Tamansari adalah salah satu warisan budaya kraton Yogyakarta yang masih terjaga kelestariannya. Berada di sebelah selatan bangunan utama Kraton dan menjadi salah satu obyek wisata yang banyak dikunjungi oleh wisatawan asing dan domestik. Tamansari pernah mengalami pemugaran tahun 2003, kini tampak lebih indah dan kokoh. Nama Tamansari berasal dari dua buah kata, yaitu taman dan sari. Jadi, Tamansari berarti sebuah kompleks bangunan taman yang indah. Untuk memasuki wilayah Tamansari dapat melalui pintu masuk sebelah timur, bagian barat bangunan sudah tertutup oleh padatnya rumah penduduk. Tamansari dibangun pada masa pemerintahan Sultan Hamengkubuwono I dan diselesaikan pada masa pemerintahan Sultan Hamengkubuwana II. Arsitek pembangunan Tamansari adalah orang Portugis, sehingga bangunan ini memiliki seni arsitektur campuran gaya Eropa dan Jawa. Makna simbolik Jawa tetap dipertahankan dan cukup mendominasi struktur bangunan Tamansari.
Tamansari mempunyai beberapa bagian, kolam pemandian, kanal air, ruang khusus dan sebuah kolam yang besar.
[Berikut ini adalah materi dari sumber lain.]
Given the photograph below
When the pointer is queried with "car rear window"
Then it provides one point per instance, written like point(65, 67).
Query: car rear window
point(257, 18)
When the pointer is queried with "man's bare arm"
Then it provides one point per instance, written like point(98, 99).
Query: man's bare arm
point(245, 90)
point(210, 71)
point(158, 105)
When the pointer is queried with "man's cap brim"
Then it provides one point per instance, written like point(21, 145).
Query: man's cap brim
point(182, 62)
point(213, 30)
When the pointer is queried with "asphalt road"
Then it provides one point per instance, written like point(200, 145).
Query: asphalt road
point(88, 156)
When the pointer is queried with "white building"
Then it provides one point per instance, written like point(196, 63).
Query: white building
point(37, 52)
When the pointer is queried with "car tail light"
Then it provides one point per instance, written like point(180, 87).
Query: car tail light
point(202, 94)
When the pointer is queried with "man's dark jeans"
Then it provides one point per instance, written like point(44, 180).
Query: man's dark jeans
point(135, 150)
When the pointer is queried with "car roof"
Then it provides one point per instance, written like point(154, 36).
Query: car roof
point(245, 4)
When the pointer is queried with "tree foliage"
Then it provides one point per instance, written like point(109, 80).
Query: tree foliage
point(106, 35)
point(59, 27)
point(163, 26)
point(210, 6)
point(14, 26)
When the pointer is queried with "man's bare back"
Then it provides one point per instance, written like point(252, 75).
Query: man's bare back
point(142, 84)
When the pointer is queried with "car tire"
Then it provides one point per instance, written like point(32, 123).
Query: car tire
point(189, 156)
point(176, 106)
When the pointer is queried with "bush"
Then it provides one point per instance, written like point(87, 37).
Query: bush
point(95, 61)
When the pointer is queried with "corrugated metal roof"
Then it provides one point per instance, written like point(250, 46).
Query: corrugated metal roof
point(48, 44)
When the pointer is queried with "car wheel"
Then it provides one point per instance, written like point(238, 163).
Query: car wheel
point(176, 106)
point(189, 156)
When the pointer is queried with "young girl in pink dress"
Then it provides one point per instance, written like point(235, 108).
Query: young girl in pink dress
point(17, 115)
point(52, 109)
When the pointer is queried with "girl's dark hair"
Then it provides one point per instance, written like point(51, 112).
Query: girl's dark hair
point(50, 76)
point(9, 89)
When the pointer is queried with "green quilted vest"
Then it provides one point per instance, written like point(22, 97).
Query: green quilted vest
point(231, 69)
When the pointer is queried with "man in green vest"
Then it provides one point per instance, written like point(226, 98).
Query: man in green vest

Menurut sejarahnya, tempat ini pernah digunakan untuk pemandian para raja yang berkuasa yaitu Hamengkubuwono bersama keluarganya. Tamansari juga digunakan sebagai tempat beribadah, karena di lengkapi dengan sebuah masjid di ruang bangunan Sumur Gumuling. Terdapat sebuah lorong diseputar Sumur Gumuling, menurut cerita lorong ini merupakan penghubung antara pantai Parangkusumo dan Kraton jogja. Menurut pendapat orang sekitar Kraton Jogja, Sultan selalu berhubungan atau berkomunikasi dengan Ratu Pantai Selatan atau Nyi Roro Kidul melalui lorong tersebut. Namun sekarang lorong tersebut sudah ditutup karena sudah rusak dan tidak adanya oksigen.
Selain digunakan untuk pesanggrahan dan juga sebagai tempat peristirahatan, Tamansari juga digunakan sebagai benteng pertahanan. Tembok yang mengelilingi Tamansari meskipun terlihat tua tetapi masih kokoh. Hal ini terbukti ketika terjadi gempa di kota Yogyakarta dan sekitarnya 2006 lalu, tembok tersebut masih berdiri kokoh hingga kini.